Therapeutic areas in focus
FDA clears GSK’s Boostrix for use in pregnancy
The FDA has approved the use of GlaxoSmithKline’s Boostrix (Tdap) vaccine for use in the third trimester of pregnancy to prevent pertussis (whooping cough) in infants younger than two months old.
According to the Centers for Disease Control and Prevention (CDC), 4.2% of the total cases of pertussis reported in the US in 2021 were in infants younger than six months of age, and approximately 31% required hospitalisation. Boostrix is already used for active booster immunisation in children aged 10 to 18 years against tetanus, diphtheria and pertussis, and has been previously approved for use in pregnancy to protect the mother.
The determination of the effectiveness of Boostrix administered during the third trimester to prevent pertussis among infants younger than two months was based on a re-analysis of Boostrix-relevant data.
108 cases of pertussis in infants younger than two months (including four cases where the mother received Boostrix during the third trimester) and 183 control infants who didn’t have pertussis (including 18 whose mother received Boostrix in the third trimester) resulted in a preliminary estimate of Boostrix being 78% effective.
Peter Marks, MD, PhD, director of the FDA’s Center for Biologics Evaluation and Research, stated: “Pertussis disease is a highly contagious respiratory illness affecting all age groups. However, babies are at highest risk for getting pertussis and having serious complications from it. While vaccination is the best method for providing protection, infants younger than two months of age are too young to be protected by the childhood pertussis vaccine series. This is the first vaccine approved specifically for use during pregnancy to prevent a disease in young infants whose mothers are vaccinated during pregnancy.”
Furosemide approved by FDA for patients with chronic heart failure
The FDA has approved furosemide (Furoscix) injections as an at-home treatment for patients with chronic heart failure, suffering from congestion.
It is administered through a system known as an On-Body Infuser.
According to scPharmaceuticals, heart failure affects more than six million people in the US and costs over $30bn annually, so another treatment option is hugely positive news. The new treatment is approved for treating congestion caused by fluid overload in patients with chronic heart failure who do not need hospitalisation, but have not responded to oral diuretic treatments.
Furoscix lowers fluid overload in patients to treat their congestion, and it is the only self-administered loop diuretic currently on the market. It is administered subcutaneously using a wearable, pre-programmed delivery device.

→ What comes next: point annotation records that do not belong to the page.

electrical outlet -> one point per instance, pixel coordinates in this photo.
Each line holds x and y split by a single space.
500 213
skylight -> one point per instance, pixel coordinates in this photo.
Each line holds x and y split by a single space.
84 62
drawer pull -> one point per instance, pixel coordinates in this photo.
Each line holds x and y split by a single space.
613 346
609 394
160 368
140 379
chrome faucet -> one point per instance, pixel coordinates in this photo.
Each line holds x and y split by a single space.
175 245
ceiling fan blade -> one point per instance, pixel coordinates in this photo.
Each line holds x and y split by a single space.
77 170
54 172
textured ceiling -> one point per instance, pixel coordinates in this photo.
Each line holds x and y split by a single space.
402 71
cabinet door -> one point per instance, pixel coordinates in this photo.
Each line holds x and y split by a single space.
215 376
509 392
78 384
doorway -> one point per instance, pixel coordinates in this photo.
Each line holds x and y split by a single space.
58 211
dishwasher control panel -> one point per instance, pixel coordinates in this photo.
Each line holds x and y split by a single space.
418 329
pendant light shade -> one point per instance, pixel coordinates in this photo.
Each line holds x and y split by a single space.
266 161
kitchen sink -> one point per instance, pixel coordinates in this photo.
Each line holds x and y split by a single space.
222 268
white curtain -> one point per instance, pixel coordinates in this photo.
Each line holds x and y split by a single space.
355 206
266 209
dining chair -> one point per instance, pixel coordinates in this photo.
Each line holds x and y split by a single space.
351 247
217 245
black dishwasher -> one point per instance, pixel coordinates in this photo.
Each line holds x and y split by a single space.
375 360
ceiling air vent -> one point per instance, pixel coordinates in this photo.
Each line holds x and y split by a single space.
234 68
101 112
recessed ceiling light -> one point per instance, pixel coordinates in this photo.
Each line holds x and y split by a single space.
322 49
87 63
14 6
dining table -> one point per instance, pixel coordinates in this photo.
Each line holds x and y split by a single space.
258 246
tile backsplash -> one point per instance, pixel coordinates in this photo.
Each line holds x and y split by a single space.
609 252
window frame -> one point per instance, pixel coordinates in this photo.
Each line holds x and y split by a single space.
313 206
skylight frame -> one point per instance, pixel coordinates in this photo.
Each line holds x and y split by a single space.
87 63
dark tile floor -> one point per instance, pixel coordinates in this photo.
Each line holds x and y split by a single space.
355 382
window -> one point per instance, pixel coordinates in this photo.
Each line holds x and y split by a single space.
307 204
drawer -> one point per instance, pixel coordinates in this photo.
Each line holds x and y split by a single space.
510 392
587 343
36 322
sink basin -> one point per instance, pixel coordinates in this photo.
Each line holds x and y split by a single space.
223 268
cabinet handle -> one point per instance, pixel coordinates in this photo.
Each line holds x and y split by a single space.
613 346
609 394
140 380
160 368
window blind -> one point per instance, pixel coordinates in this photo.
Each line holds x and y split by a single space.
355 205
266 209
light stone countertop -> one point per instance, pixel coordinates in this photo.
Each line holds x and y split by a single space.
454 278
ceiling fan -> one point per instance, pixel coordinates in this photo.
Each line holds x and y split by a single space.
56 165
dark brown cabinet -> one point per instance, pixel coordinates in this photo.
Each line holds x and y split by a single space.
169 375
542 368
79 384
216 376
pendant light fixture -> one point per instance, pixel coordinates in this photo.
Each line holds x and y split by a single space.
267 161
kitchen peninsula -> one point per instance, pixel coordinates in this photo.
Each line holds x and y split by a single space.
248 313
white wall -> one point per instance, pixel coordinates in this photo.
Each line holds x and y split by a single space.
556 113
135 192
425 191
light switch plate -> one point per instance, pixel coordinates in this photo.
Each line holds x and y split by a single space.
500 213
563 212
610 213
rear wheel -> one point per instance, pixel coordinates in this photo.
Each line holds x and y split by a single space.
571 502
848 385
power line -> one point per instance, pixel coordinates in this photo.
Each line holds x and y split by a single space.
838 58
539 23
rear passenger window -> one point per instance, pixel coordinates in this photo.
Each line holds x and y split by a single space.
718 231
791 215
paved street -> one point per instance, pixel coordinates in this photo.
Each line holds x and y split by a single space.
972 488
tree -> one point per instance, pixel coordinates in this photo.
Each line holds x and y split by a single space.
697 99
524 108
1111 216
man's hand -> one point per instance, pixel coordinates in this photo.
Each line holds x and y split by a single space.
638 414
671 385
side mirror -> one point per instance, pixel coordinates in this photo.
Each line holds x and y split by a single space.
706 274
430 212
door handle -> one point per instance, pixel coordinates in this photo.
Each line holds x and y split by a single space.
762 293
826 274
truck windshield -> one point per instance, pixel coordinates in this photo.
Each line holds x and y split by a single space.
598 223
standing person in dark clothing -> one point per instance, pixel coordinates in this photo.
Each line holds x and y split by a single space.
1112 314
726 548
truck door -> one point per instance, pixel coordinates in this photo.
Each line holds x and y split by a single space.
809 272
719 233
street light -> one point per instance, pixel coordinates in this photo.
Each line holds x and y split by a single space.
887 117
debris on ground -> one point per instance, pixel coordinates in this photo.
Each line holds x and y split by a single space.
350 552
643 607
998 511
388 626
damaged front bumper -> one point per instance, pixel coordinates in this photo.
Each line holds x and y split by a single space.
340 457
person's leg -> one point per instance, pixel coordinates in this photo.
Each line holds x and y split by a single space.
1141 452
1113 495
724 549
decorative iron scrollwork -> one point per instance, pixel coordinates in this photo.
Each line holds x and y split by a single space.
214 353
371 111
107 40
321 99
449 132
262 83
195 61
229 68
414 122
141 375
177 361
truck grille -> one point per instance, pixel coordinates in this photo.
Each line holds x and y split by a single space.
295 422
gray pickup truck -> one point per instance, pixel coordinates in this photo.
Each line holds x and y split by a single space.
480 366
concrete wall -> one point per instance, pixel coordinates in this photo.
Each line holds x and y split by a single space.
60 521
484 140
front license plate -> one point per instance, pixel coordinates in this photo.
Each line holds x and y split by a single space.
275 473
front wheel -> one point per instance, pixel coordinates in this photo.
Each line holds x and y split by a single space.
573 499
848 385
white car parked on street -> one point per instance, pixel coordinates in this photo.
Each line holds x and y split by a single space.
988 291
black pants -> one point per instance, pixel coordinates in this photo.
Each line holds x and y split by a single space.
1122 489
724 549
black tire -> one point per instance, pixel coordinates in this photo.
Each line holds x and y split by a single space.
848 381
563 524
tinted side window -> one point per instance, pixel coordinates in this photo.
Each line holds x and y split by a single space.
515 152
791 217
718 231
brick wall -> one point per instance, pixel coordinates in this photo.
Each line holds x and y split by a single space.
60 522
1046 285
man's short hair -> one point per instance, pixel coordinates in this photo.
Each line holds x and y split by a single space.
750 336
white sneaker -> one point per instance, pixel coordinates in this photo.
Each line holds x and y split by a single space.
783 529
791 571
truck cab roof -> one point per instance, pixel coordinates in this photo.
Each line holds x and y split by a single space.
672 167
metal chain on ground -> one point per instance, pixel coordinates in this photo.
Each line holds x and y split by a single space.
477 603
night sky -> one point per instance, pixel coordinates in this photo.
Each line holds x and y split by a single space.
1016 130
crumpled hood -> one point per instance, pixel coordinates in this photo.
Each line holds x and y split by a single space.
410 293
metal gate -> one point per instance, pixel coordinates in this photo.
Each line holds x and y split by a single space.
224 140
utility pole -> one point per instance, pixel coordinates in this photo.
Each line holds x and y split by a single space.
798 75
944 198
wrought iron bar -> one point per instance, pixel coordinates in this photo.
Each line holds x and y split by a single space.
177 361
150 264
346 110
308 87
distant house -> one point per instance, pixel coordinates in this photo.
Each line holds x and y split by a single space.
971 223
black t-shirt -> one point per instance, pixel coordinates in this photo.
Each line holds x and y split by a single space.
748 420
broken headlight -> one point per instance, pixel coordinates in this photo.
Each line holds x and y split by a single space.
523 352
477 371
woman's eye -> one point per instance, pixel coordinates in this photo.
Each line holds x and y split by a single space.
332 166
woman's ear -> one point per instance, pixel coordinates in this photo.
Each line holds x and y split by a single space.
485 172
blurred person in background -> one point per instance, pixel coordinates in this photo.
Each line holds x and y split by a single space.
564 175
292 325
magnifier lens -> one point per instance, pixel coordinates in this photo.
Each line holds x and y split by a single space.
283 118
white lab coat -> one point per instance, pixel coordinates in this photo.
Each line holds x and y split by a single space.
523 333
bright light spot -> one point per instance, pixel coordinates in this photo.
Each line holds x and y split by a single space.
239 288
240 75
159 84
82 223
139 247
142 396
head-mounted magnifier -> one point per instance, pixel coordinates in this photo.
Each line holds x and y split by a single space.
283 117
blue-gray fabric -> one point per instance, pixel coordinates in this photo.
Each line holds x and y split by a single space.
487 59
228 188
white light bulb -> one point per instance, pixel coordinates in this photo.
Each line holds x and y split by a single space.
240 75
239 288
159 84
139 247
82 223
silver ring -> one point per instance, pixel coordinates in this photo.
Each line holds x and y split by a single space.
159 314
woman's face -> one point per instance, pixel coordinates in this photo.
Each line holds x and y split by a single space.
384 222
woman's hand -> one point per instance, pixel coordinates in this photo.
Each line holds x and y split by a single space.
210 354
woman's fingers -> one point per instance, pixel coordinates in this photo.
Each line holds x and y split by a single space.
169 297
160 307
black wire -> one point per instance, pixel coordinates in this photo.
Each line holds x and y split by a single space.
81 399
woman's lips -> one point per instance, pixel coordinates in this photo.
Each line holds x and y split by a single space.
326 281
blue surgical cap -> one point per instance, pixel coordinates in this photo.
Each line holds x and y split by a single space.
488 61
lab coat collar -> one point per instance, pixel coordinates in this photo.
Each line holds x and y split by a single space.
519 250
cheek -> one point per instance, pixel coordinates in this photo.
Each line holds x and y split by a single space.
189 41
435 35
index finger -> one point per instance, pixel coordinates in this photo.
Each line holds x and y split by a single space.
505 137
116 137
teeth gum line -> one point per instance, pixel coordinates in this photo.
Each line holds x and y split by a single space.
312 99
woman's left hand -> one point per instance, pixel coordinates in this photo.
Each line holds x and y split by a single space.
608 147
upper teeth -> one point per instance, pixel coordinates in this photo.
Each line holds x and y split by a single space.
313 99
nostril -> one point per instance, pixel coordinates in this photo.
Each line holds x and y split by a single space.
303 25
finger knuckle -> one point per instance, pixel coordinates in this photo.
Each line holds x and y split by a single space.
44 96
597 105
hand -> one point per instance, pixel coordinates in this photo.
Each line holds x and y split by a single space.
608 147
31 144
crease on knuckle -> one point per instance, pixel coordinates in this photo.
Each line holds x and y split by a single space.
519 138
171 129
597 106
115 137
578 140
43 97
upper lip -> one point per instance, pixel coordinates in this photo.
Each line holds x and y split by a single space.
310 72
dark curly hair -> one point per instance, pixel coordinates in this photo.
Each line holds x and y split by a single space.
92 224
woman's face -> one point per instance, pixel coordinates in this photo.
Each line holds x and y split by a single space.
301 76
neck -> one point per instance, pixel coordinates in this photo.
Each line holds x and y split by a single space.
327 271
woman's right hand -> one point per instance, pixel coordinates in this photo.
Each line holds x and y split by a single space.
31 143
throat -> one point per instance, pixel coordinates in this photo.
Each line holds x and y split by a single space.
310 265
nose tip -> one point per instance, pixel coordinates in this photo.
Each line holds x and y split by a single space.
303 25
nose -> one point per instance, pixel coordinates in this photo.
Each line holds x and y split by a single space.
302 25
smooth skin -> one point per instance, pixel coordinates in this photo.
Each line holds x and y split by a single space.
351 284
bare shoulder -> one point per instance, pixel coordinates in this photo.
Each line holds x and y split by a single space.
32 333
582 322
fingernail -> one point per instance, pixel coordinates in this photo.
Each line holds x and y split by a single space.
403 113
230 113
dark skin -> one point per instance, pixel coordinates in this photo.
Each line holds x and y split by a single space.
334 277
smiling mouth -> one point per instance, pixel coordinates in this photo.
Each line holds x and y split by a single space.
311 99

In the phase 2 trial, 51 patients were recruited, and the new treatment was compared with standard care over a 30-day period. Those treated with furosemide showed a 37% lower risk of hospitalisation from heart failure when compared to those treated with the traditional method.
John Tucker, President and Chief Executive Officer of scPharmaceuticals, said, “Congestion due to worsening heart failure is one of the most common causes of hospital admissions in patients over 65, and today’s approval of Furoscix represents an important treatment advancement for the over 7 million heart failure patients in the US that will be able to self-administer IV equivalent diuresis at home. […] We are preparing to optimise commercialisation efforts to offer Furoscix to patients in the first quarter of next year with the goal of driving rapid patient adoption to meet the needs of the $5.9bn addressable market in the US.”
Controversial ALS drug approved by FDA
Although scientists and independent medical experts questioned the drug’s efficacy, the FDA has approved a new drug called Relyviro to treat patients with amyotrophic lateral sclerosis (ALS). The drug has been shown to slow symptoms and extend life, albeit only by a few months.
Most patients with ALS die within three to five years and multiple trials for various ALS drugs and treatments have failed in recent years, so the development and approval of a drug that can extend life by even a few months can only be a positive step for those suffering from ALS.
Initially, the advisory panel recommended that the FDA reject the drug, arguing that Amylyx hadn’t made a convincing case for the efficacy of the drug. However, after pleas from patients and their families, the FDA reconvened the panel this month. More data and further analyses were presented, suggesting that the drug will allow patients with ALS to live for up to 11 months longer than previously expected.
Only two drugs treating ALS have been approved since 1995, and neither is particularly effective, so this controversial approval is a significant step in the treatment of ALS.
Despite the uncertainty around the drug and the controversy of its approval, patients with ALS are eager to use the drug. Marc Litt, a retired cardiologist who was diagnosed with ALS in 2019, states: “Obviously, I realise any treatment won’t cure me now, but if my quality of life can be stabilised, I could enjoy some time with my grandson with what’s left.”
Calaneet Balas, President and CEO of the ALS Association, responded to the indecision around the approval of the drug, stating: “We cannot allow perfection to stand in the way of real progress towards turning ALS from a fatal disease into a liveable one. The FDA’s own ALS guidance acknowledges that people with ALS are willing to accept greater risk for the possibility of some benefit.”